Tokens are the building blocks of AI language processing: the words, subwords, and characters a tokenizer produces, each mapped to an ID and an embedding the model uses to read and generate text. They are also the currency of AI, measuring training scale, defining the context window, and setting the price of every request. Understanding them clarifies why concise, well-structured content is easier and cheaper for models to use.
For visibility, the lesson is that AI sees your content as tokens, so clarity and structure help it fit, understand, and cite you. Pair strong LLM ready content with a clear AI content strategy, and use Sorank's research and content planning tools to plan content that AI reads efficiently. Reference sources: NVIDIA and Microsoft Learn.

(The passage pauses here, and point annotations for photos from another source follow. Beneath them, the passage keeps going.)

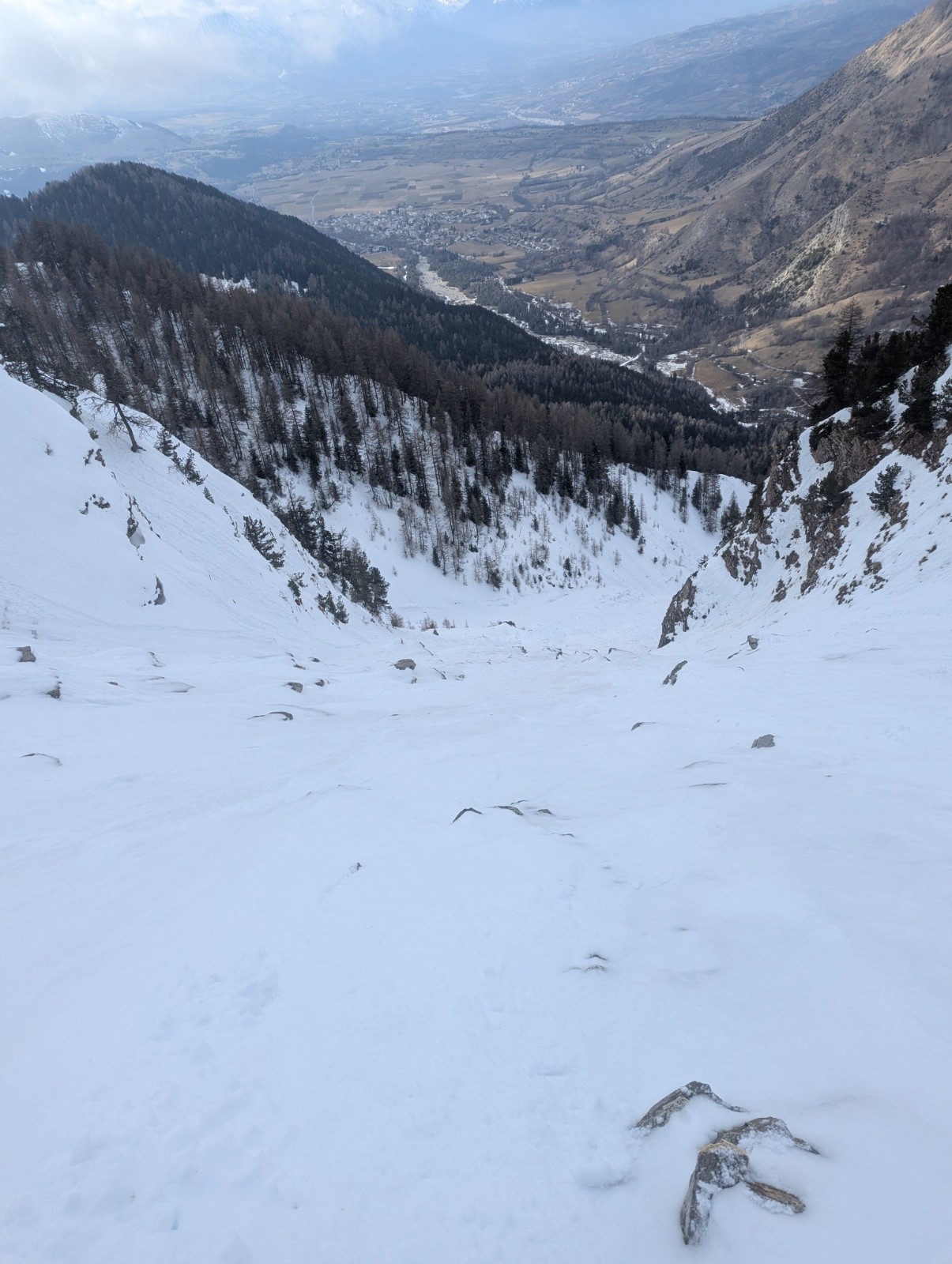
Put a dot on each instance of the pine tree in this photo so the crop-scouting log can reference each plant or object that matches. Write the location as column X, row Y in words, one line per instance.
column 885, row 491
column 261, row 539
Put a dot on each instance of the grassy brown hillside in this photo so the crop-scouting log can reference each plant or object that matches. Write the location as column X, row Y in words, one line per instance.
column 842, row 194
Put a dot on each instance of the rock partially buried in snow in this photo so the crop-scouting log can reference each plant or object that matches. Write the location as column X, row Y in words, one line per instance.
column 724, row 1164
column 766, row 1128
column 672, row 678
column 721, row 1166
column 661, row 1112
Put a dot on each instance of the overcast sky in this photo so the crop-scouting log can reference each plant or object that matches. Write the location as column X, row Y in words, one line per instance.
column 128, row 55
column 139, row 55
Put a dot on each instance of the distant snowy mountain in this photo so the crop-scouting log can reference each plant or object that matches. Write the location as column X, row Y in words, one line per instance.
column 42, row 147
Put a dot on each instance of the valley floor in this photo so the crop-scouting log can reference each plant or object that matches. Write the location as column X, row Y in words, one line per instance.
column 267, row 998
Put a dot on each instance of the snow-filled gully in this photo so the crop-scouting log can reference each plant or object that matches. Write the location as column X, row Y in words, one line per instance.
column 272, row 994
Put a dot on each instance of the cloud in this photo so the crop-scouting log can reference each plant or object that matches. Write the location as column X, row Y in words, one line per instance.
column 73, row 55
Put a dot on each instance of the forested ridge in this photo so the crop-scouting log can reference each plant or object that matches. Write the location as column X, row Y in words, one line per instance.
column 307, row 406
column 206, row 231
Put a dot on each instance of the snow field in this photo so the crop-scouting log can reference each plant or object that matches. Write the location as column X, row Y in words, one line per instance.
column 227, row 1042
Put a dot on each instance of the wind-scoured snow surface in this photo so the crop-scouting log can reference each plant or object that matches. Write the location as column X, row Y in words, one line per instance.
column 265, row 1000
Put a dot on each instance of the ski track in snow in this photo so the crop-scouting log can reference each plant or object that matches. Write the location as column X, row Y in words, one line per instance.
column 228, row 1043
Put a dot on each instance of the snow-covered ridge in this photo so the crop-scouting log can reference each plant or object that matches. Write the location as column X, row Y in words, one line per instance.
column 815, row 531
column 383, row 957
column 124, row 541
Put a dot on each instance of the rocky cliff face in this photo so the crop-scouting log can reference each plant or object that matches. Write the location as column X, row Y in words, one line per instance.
column 840, row 515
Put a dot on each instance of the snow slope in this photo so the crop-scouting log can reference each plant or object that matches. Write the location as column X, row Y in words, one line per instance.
column 267, row 999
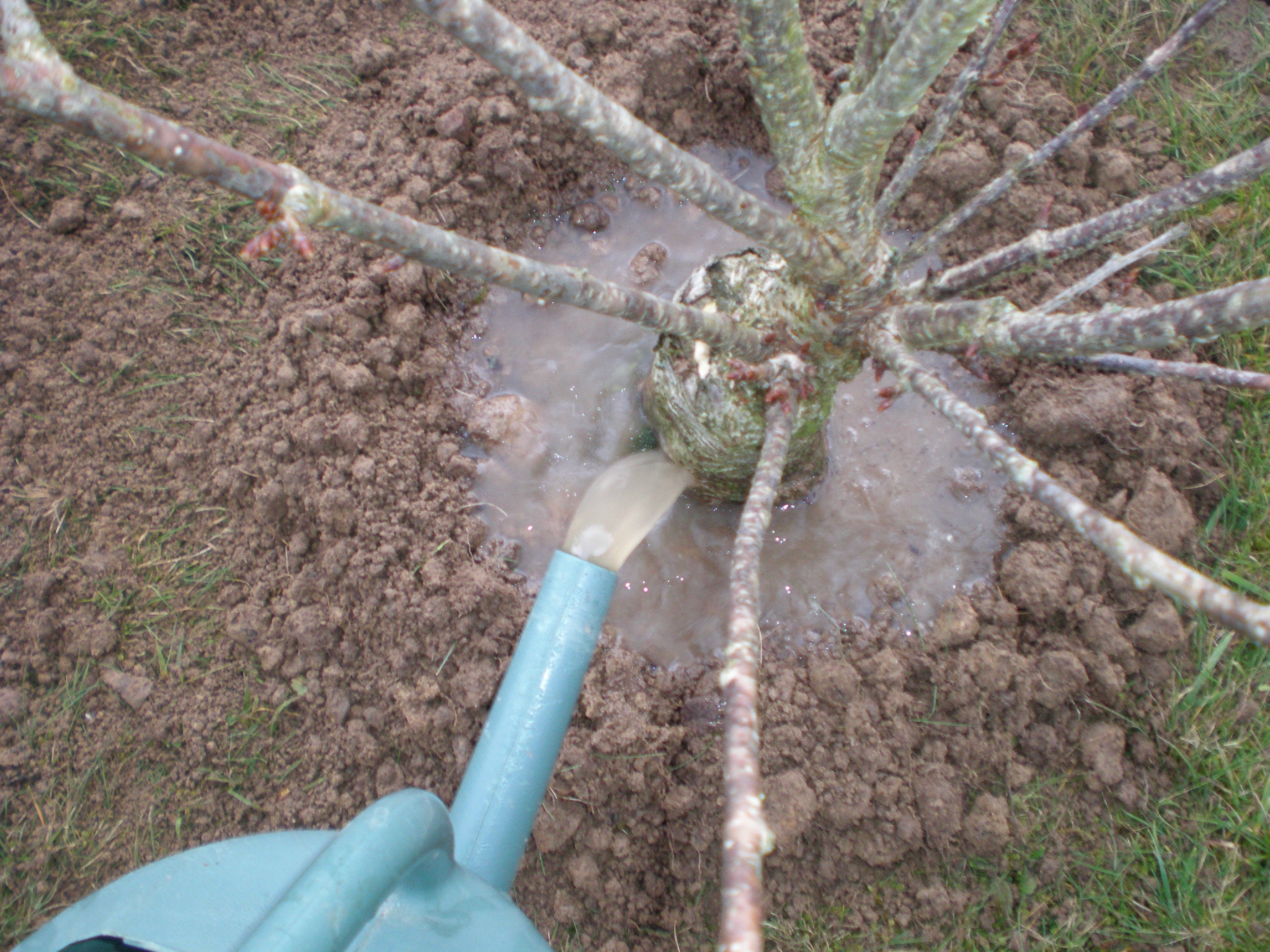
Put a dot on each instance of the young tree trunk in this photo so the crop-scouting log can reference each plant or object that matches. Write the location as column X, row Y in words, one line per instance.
column 710, row 412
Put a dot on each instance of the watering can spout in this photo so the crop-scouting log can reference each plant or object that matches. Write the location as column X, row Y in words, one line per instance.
column 406, row 874
column 512, row 764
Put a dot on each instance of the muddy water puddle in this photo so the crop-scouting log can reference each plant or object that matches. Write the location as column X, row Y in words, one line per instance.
column 906, row 517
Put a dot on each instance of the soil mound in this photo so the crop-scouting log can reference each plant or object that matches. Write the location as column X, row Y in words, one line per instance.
column 244, row 588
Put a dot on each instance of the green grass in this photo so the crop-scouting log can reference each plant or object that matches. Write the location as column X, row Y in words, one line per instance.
column 65, row 835
column 1193, row 870
column 259, row 110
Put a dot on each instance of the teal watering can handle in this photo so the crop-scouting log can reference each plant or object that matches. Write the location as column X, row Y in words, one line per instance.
column 512, row 764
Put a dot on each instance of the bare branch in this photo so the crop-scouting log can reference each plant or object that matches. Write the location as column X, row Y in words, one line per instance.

There is no fixed rule, but a common developer approximation is about one token per four characters of English text, or roughly three quarters of a word. Common short words are usually a single token, while longer or rarer words split into several subword tokens. Punctuation and spaces also count, so a sentence almost always has more tokens than it has words.
Most AI providers charge by the token, and they usually price input tokens and output tokens separately, with output often more expensive. That means a long prompt and a long answer both add to the bill. Because cost scales with token count, writing concise prompts and managing how much the model generates are practical ways to control spending.
The context window is the maximum number of tokens a model can hold at once, covering both the input you send and the output it generates. If a conversation or document exceeds that limit, the model has to drop or compress earlier tokens, which can cost it important context. A larger context window lets a model work with longer inputs and stay coherent over longer exchanges.